XRP Futures Market Splits as Bybit Open Interest Drops Near $1.20

XRP’s move toward the $1.20 area triggered a clear leverage reset in derivatives markets, but the pressure was not evenly distributed across exchanges.

The strongest signal came from Bybit, where XRP open interest contracted sharply as price weakened.

This suggests that traders on Bybit were aggressively reducing exposure, either through voluntary position closures or forced deleveraging during the latest downside move.

What makes the setup more interesting is that Binance did not show the same behavior.

While Bybit saw a sharp drop in open interest, Binance recorded an increase of around $20 million on June 2. This creates a split market structure: Bybit traders appear to be cutting risk, while Binance traders are still adding or maintaining exposure.

From May 21 to June 3, Bybit’s XRP open interest fell from $283 million to $216 million, a decline of $67 million, or nearly 24%.

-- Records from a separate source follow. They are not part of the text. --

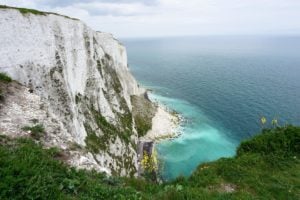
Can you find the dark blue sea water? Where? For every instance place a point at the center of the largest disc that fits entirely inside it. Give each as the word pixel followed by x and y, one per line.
pixel 222 86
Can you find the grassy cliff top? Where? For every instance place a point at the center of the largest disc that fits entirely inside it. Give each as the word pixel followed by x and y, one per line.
pixel 266 167
pixel 25 11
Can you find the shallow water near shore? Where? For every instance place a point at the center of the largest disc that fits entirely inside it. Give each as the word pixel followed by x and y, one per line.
pixel 199 140
pixel 222 86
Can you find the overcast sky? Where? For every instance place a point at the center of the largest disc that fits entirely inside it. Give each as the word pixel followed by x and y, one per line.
pixel 151 18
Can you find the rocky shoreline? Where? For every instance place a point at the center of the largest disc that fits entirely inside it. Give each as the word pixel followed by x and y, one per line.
pixel 165 126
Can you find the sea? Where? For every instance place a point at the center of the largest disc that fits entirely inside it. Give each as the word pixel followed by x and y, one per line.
pixel 222 86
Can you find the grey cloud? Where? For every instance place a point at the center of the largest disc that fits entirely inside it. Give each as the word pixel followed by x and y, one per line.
pixel 63 3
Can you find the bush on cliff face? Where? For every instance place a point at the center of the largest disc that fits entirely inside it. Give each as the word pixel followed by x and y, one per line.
pixel 266 167
pixel 4 78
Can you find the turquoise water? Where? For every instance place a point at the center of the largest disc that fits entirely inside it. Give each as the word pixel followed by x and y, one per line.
pixel 221 86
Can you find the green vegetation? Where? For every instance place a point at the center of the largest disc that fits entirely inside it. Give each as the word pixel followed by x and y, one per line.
pixel 96 143
pixel 4 78
pixel 143 111
pixel 28 171
pixel 266 167
pixel 25 11
pixel 36 131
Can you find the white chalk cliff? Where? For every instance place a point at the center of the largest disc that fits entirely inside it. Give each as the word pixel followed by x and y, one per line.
pixel 75 81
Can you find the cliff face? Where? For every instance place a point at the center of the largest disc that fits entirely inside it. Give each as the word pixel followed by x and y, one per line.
pixel 81 83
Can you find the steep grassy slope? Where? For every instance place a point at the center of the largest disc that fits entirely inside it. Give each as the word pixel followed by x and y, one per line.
pixel 266 167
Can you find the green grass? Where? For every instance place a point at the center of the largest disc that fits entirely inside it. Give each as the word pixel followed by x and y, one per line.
pixel 266 167
pixel 5 78
pixel 25 11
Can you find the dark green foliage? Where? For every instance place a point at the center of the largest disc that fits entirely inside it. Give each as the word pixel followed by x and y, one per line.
pixel 1 95
pixel 28 171
pixel 109 132
pixel 142 125
pixel 25 11
pixel 4 78
pixel 143 111
pixel 273 141
pixel 36 131
pixel 94 143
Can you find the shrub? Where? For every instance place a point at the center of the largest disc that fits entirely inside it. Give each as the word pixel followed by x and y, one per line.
pixel 5 78
pixel 36 131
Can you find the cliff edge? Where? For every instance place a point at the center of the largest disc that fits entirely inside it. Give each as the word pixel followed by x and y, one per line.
pixel 75 83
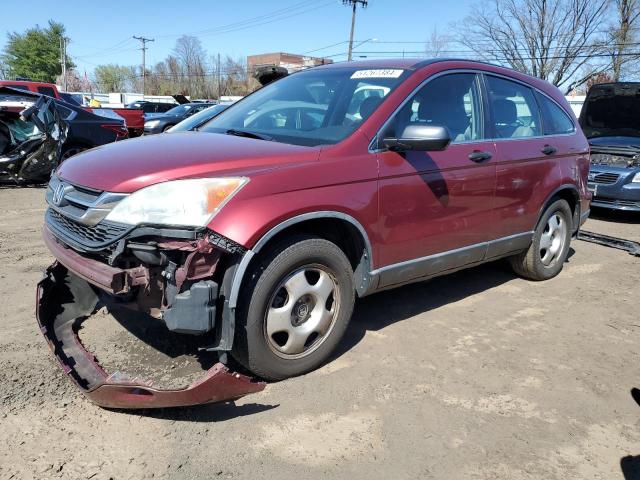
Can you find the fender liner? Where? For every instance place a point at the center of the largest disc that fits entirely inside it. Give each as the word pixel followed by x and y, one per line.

The 7-day open interest change also showed heavy negative readings on Bybit, reaching approximately -$61 million on June 2 and -$56 million on June 3 as XRP traded near $1.20.

The open interest delta confirms the same pattern.

Bybit posted three consecutive negative readings, ranging between roughly -$13 million and -$23 million, showing that position closures were not a one-off event but part of a broader deleveraging phase.

This matters because falling open interest during a price decline usually points to leverage leaving the market.

For now, the key takeaway is that XRP derivatives are not showing a uniform exit from the market. Instead, Bybit is carrying most of the deleveraging pressure, while Binance remains more resilient. This divergence makes the $1.20 area an important level to watch, as it may decide whether the current move becomes a healthy leverage reset or the beginning of broader downside pressure.